The beautiful intricacies of living organisms rely on information processing and ubiquitous computing at the molecular level. Constructing biomolecular information processing systems with ingenious functions may advance our understanding of life. While most biological systems store their genetic information in DNA, enzymes endow life processes with high efficiency. Many DNA computational systems have been developed with or without enzymes to explore the potential of molecular computer systems1.
The first prototype DNA computer was presented by Leonard Adleman in 1994 and was used to solve the seven-city Hamiltonian path problem with DNA ligase and polymerase2. Since then, deoxyribozyme3, restriction endonuclease4,5 and toe-hold exchange6 have been applied to build DNA computational devices. Among these, the toe-hold exchange strategy shows the most promising properties and successfully performed the first large-scale cascaded logic computation with DNA based on a seesaw gate motif7. Furthermore, carefully designed DNA seesaw circuits have been applied in neural network computations8,9.
The strand displacement DNA synthesis was carried out with an upstream primer and DNA polymerase that could achieve strand displacement. Along with the primer extension, the new synthetic DNA strand could displace and release the downstream complementary strand. Based on this property, many DNA amplification methods, including strand displacement amplification (SDA)10,11, loop-mediated isothermal amplification (LAMP)12 and rolling circle amplification (RCA)13, have been developed. Besides, strand displacement synthesis has been used to build dynamics DNA circuits by coupling with restriction and nicking enzymes14. The intrinsically sustainable and highly efficient enzyme-mediated strand displacement method inspired us to implement logic operations based on this enzymatic approach.
Here, we design DNA logic gates with high efficiency, compact structure and an ability to build cascade circuits based on polymerase-mediated strand displacement synthesis.

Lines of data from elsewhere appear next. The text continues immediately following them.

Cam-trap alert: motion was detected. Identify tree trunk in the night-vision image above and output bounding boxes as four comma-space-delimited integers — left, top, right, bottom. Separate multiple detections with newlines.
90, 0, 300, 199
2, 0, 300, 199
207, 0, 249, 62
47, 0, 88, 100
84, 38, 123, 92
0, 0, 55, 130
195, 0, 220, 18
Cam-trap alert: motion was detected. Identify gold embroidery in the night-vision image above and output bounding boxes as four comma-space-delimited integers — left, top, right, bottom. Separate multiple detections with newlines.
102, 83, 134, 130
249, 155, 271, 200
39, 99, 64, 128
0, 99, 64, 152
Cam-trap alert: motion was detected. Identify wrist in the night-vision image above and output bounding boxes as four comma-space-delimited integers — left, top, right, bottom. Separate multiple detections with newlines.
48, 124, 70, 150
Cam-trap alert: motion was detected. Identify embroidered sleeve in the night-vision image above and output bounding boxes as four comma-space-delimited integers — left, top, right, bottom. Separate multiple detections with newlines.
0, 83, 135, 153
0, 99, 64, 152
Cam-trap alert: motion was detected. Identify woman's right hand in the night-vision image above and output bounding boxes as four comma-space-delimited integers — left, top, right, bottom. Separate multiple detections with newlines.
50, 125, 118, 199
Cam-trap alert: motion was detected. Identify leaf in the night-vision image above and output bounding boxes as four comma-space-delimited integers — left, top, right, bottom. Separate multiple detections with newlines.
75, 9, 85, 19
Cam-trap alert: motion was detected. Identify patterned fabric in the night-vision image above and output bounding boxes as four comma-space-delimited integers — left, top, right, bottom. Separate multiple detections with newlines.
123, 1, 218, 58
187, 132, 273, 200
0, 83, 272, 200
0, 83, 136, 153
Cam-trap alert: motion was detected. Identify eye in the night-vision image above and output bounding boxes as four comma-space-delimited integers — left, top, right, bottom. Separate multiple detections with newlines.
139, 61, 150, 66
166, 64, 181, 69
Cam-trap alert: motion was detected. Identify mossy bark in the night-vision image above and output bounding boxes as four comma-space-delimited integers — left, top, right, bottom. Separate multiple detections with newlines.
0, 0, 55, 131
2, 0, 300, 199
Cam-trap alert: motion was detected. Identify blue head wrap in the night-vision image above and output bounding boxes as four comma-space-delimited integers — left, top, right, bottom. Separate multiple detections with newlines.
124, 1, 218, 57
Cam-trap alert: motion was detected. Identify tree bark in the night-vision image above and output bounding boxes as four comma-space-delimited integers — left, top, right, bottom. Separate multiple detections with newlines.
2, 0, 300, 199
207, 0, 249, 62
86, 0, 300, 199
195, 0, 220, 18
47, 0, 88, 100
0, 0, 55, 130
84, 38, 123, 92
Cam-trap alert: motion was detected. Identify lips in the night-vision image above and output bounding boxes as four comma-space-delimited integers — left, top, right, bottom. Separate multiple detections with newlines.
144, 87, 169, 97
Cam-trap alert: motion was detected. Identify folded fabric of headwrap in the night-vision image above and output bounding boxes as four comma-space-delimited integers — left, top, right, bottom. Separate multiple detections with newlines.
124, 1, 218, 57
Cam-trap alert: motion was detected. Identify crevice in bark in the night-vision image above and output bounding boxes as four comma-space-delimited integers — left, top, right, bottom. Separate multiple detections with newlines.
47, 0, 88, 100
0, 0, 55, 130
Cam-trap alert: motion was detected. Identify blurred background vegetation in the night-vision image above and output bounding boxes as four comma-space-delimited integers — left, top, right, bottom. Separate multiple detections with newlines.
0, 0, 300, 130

We build dual-rail DNA logic gates by paralleling a single-rail AND gate and a single-rail OR gate to construct any logical expression. In addition, we successfully construct a 1-bit full adder and a 4:1 multiplexer with our DNA logic gates. Finally, we integrate the 1-bit full adder and the 4:1 multiplexer and obtain a crucial DNA ALU, which is a multifunctional device, that can be used to directly assemble the central processing unit (CPU) of digital computers. The DNA ALU we construct has 16 equivalent logic gates inside and consists of 27 DNA species and 74 DNA strands. The successful construction of the sophisticated DNA ALU reveals the powerful ability to construct a DNA computer system for our design.
Implement basic logic gates with DNA strand displacement
Although DNA computational systems have undergone many advances, they are only used in simple combinations with logic gates and are far from being highly functional bio-computational devices; these limitations need to be addressed before their practical applications can be envisaged. To build a highly efficient and sophisticated DNA computing system, we believed three issues should be considered: (I) keeping the input and output in the same form, making it suitable for a cascade circuit; (II) constructing logic gates with a compact DNA configuration; and (III) developing a highly efficient computational system. As previous reports have not satisfactorily met these criteria, we designed a DNA bio-computer system with strand displacement DNA synthesis to address these considerations.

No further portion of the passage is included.